Text Prediction Project

A brief overview

Text Mining and Natural Processing Language using R to Predict the n-grams from a text input in a Shiny App. The following link to the shiny https://vx5cud-jhon0edicson-joya0calderon.shinyapps.io/shiny/.

Natural Language Processing (NPL) & Text mining

Now days the Social Media and the news presents an unlimited text source. The data size from this source es impossible to calculate, but some estimations counts more than Gigabytes per second. The Text Mining sometimes is called an art, because there are many methods and interpretations from the results. Some methods to obtain text data are the web scraping, relational databases and third-party APIs.

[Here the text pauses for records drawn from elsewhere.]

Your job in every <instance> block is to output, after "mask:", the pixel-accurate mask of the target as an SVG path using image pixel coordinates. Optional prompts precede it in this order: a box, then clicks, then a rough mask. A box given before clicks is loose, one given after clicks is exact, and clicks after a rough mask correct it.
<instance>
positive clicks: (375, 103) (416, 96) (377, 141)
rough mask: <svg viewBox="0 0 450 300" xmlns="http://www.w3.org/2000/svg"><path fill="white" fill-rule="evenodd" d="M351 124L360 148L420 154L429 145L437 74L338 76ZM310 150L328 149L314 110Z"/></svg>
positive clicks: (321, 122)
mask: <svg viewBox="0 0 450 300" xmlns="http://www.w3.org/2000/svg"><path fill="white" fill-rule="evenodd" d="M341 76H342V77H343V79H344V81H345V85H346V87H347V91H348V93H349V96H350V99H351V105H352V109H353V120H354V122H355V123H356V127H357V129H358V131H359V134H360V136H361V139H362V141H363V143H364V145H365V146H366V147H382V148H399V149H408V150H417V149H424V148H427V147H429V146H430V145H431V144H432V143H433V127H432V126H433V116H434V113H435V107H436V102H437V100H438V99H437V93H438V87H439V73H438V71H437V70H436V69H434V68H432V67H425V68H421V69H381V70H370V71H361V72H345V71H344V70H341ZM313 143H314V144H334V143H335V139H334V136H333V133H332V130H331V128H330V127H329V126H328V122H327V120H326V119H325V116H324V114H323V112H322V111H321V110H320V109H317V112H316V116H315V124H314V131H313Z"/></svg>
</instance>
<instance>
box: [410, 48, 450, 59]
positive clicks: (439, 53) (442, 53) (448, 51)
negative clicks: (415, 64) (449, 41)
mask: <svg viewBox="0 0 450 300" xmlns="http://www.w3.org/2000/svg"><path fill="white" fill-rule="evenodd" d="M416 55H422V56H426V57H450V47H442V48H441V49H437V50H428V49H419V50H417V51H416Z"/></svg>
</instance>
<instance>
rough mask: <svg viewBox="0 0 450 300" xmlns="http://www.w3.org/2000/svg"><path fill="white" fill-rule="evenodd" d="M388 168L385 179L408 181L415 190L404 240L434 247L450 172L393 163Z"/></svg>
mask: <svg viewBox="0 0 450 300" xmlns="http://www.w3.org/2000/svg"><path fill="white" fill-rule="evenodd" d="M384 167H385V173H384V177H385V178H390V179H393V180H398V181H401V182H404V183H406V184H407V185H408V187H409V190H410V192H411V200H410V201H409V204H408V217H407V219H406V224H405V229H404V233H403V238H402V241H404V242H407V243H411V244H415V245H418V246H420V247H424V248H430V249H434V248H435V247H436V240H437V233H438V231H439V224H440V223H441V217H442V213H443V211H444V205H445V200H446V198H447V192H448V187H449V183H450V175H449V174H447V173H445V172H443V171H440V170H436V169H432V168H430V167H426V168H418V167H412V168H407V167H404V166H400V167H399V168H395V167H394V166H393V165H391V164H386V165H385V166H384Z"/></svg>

The “tm” package and RWeka

The tm and RWeka packages are open source resources to manipulate text data, primary from plain text. The first object to considerate is the corpora, the corpora works like a library, indexing the different text source. The second object is the Document Term Matrixwhose goal is create a data.table with relationship between terms and the frequency of occurrence. Once the DocumentTermMatrix is create, the next step is create the frequency table with the Tokens build from the n-grams (the n-grams is the pair of words build from all combinations in the corpora).

The final product

The final product

The use case of the shiny App is create a prediction from the model loaded in the module to predict the next word in the phrase.

Conclusions

  1. More data = Most effective prediction.
  2. The text data requires a lot of computing resources.
  3. Now days more faster and effective packages are developed (quanteda for example).
  4. The data cleaning is the most important step in all the process of text mining.